Что теперь делать? Он не в первый раз пожалел, что возле него нет Генри Уилкокса. Некоторые люди сами удаляются жить в пустыню. Но у них есть бог, с которым они могут общаться. Почти десять лет он не испытывал потребности в друзьях — одна женщина заменяла ему всех друзей на свете… Интересно, где теперь может быть Генри? Он представил себе, как Генри суетится в отряде противовоздушной обороны, — над ним потешаются, когда кругом тихо, а сам он замирает от страха на время долгого дежурства на улице, но, натянув парусиновые штаны не по росту и слишком просторный шлем, стоит на своём посту… Ах, будь она проклята, эта жизнь, подумал Роу, дойдя до разрушенного угла Хай— Холборн, я сделал все, чтобы тоже принять участие в войне. Не моя вина, если по здоровью меня не взяли в армию, а что касается этих чёртовых героев гражданской обороны — всех этих маленьких конторщиков, ханжей и прочее, — они не пожелали меня принять, когда узнали, что я сидел; даже сидение в сумасшедшем доме показалось им слишком позорным, чтобы назначить меня на пост 2, пост 4 или какой-нибудь другой пост. А теперь они совсем выбросили меня из этой войны — хотят схватить за убийство, которого я не совершал. На что я могу надеяться при моем прошлом?

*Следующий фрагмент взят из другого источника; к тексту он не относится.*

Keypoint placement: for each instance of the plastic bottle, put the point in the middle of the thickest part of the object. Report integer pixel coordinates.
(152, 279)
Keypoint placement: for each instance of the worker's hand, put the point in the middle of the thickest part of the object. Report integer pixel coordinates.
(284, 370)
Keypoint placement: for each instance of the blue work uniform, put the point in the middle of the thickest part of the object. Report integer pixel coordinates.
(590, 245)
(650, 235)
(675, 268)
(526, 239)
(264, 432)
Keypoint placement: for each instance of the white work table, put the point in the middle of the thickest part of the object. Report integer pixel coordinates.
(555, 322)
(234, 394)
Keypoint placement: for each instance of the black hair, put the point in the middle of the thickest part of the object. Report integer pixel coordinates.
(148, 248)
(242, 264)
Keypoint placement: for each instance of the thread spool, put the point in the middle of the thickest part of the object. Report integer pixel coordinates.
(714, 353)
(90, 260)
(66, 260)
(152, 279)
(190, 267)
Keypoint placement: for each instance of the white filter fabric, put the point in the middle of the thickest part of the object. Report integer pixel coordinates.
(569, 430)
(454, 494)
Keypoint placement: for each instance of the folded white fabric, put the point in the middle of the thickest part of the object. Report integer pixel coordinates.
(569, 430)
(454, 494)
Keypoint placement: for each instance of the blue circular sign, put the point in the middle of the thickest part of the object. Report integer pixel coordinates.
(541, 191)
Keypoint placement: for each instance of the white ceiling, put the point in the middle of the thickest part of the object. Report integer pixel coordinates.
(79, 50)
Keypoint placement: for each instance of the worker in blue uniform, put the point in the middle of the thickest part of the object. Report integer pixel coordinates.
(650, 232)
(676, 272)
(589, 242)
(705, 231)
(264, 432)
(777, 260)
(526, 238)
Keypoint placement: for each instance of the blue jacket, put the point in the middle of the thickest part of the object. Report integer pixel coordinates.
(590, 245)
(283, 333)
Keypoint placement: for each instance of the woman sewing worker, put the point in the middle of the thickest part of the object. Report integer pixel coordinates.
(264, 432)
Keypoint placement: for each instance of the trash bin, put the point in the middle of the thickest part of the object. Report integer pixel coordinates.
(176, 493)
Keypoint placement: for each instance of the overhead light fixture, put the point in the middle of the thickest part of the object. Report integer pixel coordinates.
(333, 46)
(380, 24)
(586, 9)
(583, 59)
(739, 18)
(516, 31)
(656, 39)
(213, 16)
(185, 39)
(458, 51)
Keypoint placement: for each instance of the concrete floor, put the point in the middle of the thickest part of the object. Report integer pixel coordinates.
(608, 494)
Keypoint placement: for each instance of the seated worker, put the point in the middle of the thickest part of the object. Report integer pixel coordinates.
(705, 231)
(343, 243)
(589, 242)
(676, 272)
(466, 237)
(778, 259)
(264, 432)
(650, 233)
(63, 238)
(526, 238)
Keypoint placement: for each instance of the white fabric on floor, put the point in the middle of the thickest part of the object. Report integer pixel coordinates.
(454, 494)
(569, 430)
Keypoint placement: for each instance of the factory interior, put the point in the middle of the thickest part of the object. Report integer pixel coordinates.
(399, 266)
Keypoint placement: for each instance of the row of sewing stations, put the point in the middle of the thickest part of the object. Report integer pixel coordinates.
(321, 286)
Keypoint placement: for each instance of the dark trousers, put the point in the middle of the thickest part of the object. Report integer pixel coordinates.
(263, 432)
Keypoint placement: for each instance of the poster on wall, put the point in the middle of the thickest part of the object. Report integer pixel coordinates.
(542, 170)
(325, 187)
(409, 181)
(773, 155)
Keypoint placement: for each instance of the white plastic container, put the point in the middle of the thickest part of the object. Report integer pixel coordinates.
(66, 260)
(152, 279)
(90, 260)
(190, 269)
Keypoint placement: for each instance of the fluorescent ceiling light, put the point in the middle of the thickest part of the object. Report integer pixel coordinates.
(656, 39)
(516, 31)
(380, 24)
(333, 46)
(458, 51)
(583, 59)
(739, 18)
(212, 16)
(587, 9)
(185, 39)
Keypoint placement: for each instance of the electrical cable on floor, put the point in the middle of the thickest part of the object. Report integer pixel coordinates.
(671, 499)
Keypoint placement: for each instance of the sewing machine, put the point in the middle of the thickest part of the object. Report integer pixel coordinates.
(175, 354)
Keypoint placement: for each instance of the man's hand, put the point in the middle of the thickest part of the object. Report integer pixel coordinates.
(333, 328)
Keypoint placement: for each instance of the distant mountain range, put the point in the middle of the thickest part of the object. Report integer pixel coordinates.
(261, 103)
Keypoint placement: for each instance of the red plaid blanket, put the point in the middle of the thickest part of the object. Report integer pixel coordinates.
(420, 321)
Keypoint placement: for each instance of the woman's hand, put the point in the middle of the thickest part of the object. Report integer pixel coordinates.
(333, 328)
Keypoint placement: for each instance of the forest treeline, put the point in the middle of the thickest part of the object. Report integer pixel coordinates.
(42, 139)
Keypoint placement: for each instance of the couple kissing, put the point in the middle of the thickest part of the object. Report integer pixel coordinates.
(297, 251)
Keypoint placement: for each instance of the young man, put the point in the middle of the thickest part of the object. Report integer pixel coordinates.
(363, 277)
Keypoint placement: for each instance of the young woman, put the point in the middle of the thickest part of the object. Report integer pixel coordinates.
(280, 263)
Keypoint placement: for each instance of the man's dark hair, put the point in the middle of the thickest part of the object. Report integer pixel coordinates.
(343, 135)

Он подумал: чего мне дался этот кекс? Меня все это не касается. Это их война, а не моя. Почему бы мне просто где-нибудь не спрятаться, пока не стихнет шумиха? (Во время войны шум вокруг какого-то убийства должен скоро уняться!) Это не моя война, я ведь ненароком попал на передний край. Уеду из Лондона, пусть тут дурачьё само разбирается, пусть дурачьё помирает… В кексе, может, и не было ничего важного, какой-нибудь бумажный колпак, изречение, шестипенсовик на счастье. Может быть, этот горбун ничего и не замышлял, может, мне просто почудился этот привкус… Может быть, ничего этого не было и я все выдумал — взрывы по-разному действуют на людей, мог же он повлиять на мозги, которые и так устали от мрачных мыслей.